Selasa, 08 Desember 2009

FAST FOOD (MAKANAN CEPAT SAJI)

Pernahkah pembaca dan keluarga berkunjung ke restoran makanan cepat saji (fast food)? Pelajaran apa yang dapat anda ambil dari trend mengkonsumsi makanan cepat saji (fast food)? Pelayan yang ramah dan berpakaian rapi, pelayanan yang cepat, ruang makan yang bersih dan nyaman, kualitas makanan yang terstandarisasi, manajemen SDM yang baik serta lokasi usahanya yang strategis. Pernahkah pembaca berfikir tentang seberapa besar kalori yang terkandung dalam tiap porsi makanan cepat saji (fast food), sudahkah memenuhi unsur-unsur empat sehat lima sempurna? Apakah makanan tersebut tidak mengandung bahan yang berbahaya bagi tubuh kita? Sudah selayaknya kita memandang segala sesuatu secara proporsional, menilai dengan objektif baik dan buruk dari setiap fenomena yang ada di sekitar kita. Alangkah lebih baik jika pengetahuan tersebut ditindaklanjuti dengan mengadopsi nilai-nilai positifnya dan memperbaiki hal-hal yang kurang baik sebagai bekal kita dalam menciptakan/memilih menu makanan sehat dan membangun usaha.


Pendahuluan

Perubahan pada pola hidup dan pola makan kita telah menyebabkan maraknya muncul makanan yang disebut dengan Fast Food, dalam bahasa Indonesia disebut "Makanan cepat saji". Saat ini tak ada banyak waktu untuk menyiapkan makanan maka dikenal eat on the run. Hal ini disebabkan oleh jadwal kegiatan yang padat dan sibuk.
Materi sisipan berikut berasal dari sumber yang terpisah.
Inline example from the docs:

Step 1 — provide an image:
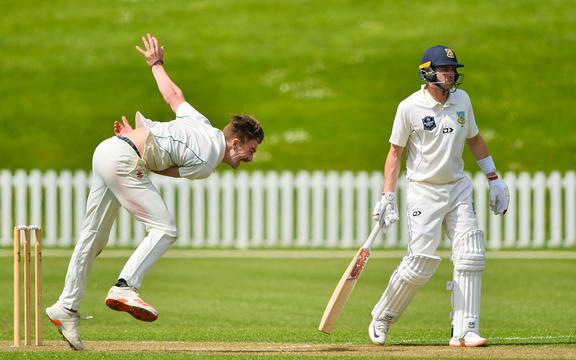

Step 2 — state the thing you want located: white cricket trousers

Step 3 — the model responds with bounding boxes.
[58,137,177,310]
[406,177,478,256]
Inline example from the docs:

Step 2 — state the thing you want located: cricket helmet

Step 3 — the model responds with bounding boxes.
[419,45,464,85]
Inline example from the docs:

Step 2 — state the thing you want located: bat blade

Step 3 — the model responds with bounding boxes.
[318,247,370,334]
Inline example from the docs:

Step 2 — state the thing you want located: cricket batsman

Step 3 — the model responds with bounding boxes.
[368,45,510,347]
[46,34,264,350]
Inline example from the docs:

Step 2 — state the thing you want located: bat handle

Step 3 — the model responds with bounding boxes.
[362,224,381,250]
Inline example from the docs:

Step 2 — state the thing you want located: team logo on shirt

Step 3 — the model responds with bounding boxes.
[456,111,466,125]
[422,116,436,130]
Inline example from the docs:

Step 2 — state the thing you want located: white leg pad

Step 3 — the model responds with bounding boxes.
[372,254,440,324]
[452,230,486,338]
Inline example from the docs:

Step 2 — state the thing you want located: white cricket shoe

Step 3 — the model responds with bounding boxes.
[46,303,84,350]
[106,286,158,321]
[448,331,488,347]
[368,320,388,345]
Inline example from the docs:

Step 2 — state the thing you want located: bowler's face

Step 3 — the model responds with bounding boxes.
[230,140,258,169]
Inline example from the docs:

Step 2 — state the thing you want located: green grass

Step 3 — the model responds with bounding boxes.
[0,250,576,359]
[0,0,576,171]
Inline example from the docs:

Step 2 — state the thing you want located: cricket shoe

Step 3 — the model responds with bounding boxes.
[368,320,388,345]
[448,331,488,347]
[106,286,158,322]
[46,303,84,350]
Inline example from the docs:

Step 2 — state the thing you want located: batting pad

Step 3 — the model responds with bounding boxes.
[372,254,440,324]
[452,230,485,338]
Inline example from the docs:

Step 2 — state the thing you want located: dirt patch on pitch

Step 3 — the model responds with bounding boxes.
[0,341,576,359]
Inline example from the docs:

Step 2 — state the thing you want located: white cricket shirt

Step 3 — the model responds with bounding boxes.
[390,85,478,184]
[143,102,226,179]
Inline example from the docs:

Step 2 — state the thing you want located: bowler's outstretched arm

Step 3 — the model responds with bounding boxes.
[136,33,185,113]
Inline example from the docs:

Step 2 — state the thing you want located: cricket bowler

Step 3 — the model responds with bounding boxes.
[46,34,264,350]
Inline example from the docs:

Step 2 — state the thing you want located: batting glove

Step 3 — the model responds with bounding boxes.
[372,192,399,228]
[488,176,510,215]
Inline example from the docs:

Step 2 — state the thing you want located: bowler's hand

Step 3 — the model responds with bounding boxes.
[136,33,164,66]
[114,115,134,136]
[372,192,399,228]
[488,178,510,215]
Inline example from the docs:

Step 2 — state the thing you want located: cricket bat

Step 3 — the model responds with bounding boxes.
[318,225,380,334]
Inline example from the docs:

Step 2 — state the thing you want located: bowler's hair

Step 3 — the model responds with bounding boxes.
[224,114,264,144]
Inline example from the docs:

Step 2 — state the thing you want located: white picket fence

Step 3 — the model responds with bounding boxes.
[0,170,576,249]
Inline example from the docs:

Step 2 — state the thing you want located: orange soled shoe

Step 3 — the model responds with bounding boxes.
[106,286,158,322]
[448,332,488,347]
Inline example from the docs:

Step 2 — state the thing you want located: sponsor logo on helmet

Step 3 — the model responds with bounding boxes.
[456,111,466,125]
[420,61,432,69]
[422,116,436,130]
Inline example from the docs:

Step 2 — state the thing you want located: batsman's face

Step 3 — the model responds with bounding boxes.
[230,139,258,169]
[435,66,456,89]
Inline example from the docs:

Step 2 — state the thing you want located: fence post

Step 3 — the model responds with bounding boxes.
[0,170,11,246]
[339,171,354,248]
[326,171,340,247]
[42,170,57,246]
[296,171,310,247]
[517,172,532,248]
[265,172,281,246]
[250,171,265,247]
[280,171,294,246]
[311,171,326,246]
[564,171,576,246]
[547,171,562,247]
[504,172,518,247]
[532,172,546,247]
[354,171,372,245]
[207,174,222,247]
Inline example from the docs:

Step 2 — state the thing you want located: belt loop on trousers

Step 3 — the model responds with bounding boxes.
[116,135,142,159]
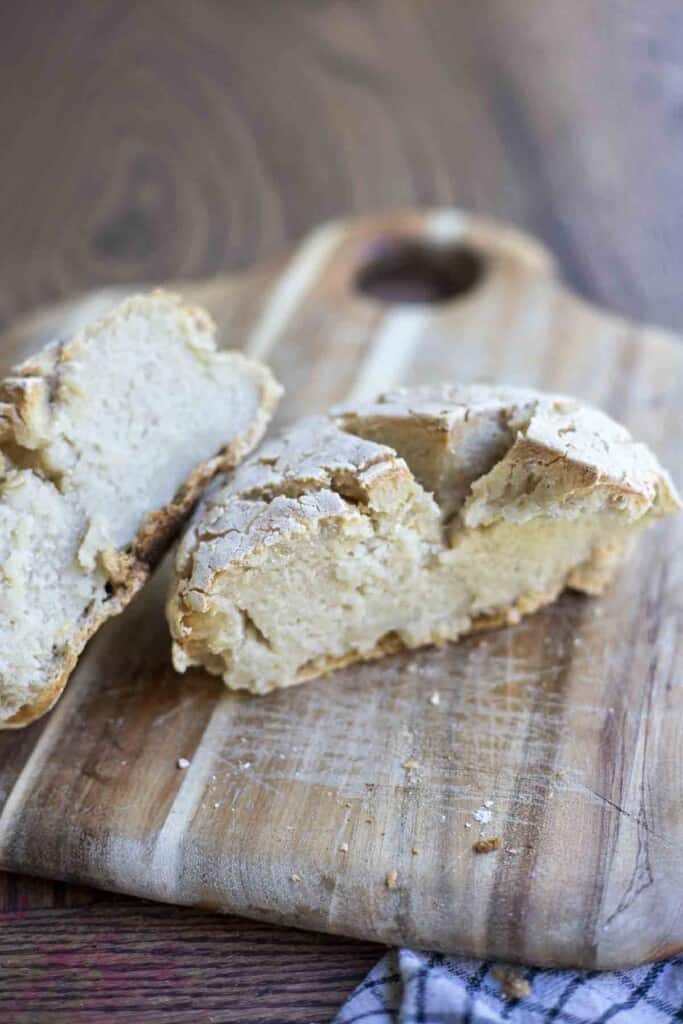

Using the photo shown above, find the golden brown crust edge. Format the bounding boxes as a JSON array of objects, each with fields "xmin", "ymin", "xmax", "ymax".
[
  {"xmin": 224, "ymin": 588, "xmax": 564, "ymax": 695},
  {"xmin": 0, "ymin": 378, "xmax": 280, "ymax": 730}
]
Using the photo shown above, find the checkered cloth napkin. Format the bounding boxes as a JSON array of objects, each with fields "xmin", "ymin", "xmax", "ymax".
[{"xmin": 334, "ymin": 949, "xmax": 683, "ymax": 1024}]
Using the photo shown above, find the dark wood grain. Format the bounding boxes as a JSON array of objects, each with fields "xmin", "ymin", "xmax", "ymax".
[{"xmin": 0, "ymin": 0, "xmax": 683, "ymax": 1021}]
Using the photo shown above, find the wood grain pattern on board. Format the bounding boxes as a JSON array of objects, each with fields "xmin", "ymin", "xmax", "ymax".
[{"xmin": 0, "ymin": 211, "xmax": 683, "ymax": 967}]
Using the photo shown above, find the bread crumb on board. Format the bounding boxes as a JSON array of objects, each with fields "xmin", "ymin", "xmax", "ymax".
[
  {"xmin": 472, "ymin": 836, "xmax": 503, "ymax": 853},
  {"xmin": 494, "ymin": 967, "xmax": 531, "ymax": 999}
]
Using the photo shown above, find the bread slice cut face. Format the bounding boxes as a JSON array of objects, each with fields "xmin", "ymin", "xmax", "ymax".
[
  {"xmin": 0, "ymin": 292, "xmax": 280, "ymax": 726},
  {"xmin": 168, "ymin": 386, "xmax": 680, "ymax": 693}
]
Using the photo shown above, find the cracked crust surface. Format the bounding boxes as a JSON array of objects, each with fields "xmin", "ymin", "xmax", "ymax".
[
  {"xmin": 168, "ymin": 386, "xmax": 680, "ymax": 692},
  {"xmin": 0, "ymin": 292, "xmax": 281, "ymax": 727}
]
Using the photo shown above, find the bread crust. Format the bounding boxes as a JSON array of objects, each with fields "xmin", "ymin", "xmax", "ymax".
[
  {"xmin": 0, "ymin": 291, "xmax": 282, "ymax": 729},
  {"xmin": 167, "ymin": 386, "xmax": 680, "ymax": 693}
]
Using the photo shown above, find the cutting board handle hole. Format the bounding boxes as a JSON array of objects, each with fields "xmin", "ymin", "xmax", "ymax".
[{"xmin": 353, "ymin": 238, "xmax": 486, "ymax": 305}]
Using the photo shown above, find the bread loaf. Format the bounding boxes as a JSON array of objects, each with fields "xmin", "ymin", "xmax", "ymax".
[
  {"xmin": 0, "ymin": 292, "xmax": 280, "ymax": 726},
  {"xmin": 168, "ymin": 386, "xmax": 680, "ymax": 693}
]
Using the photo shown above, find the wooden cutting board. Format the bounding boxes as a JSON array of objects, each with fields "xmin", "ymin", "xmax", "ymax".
[{"xmin": 0, "ymin": 211, "xmax": 683, "ymax": 968}]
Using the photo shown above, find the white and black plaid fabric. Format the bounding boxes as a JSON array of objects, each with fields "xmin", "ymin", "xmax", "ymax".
[{"xmin": 334, "ymin": 949, "xmax": 683, "ymax": 1024}]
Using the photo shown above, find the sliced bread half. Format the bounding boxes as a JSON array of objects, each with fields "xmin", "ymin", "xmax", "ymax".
[
  {"xmin": 168, "ymin": 386, "xmax": 680, "ymax": 693},
  {"xmin": 0, "ymin": 292, "xmax": 280, "ymax": 727}
]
Makan di luar rumah terutama pada siang dan malam hari sudah merupakan hal yang umum di daerah perkotaan di Indonesia, oleh karena lebih banyak wanita yang bekerja di luar rumah, sehingga kurang waktu untuk menyiapkan makanan di rumah.

Oxford dictionary mendefinisikan fast food sebagai: makanan yang dapat diolah dan disajikan dalam waktu yang singkat dan mudah dalam hitungan beberapa menit, terutama di snack bar atau rumah makan. Bila kita mendengar istilah fast food maka kita langsung berpikiran makanan seperti burger, french fries, fried chicken, pizza, dan sebagainya. Sering dikacaukan dengan Junk Food, yang definisinya adalah makanan dengan nilai gizi yang rendah, misalnya Chikie, Cheese Ball, yang sangat disukai oleh anak. Umumnya fast food mengandung tinggi kalori, tinggi lemak, tinggi gula dan garam yang membuat kita menolaknya. Kebanyakan fast food mengandung lebih dari 50% lemak, rendah besi, kalsium, riboflavin, serat makanan, vitamin A dan C. Kandungan vitamin C rendah bila tidak dimakan bersama buah atau juice buah. Apakah berarti kita harus menolak fast food? Bukan tidak perlu kita menolaknya karena berlawanan dengan kepercayaan umum, fast food dapat menjadi bagian dari makanan yang seimbang, yaitu dengan menyantap juga jenis makanan lain untuk membuatnya seimbang.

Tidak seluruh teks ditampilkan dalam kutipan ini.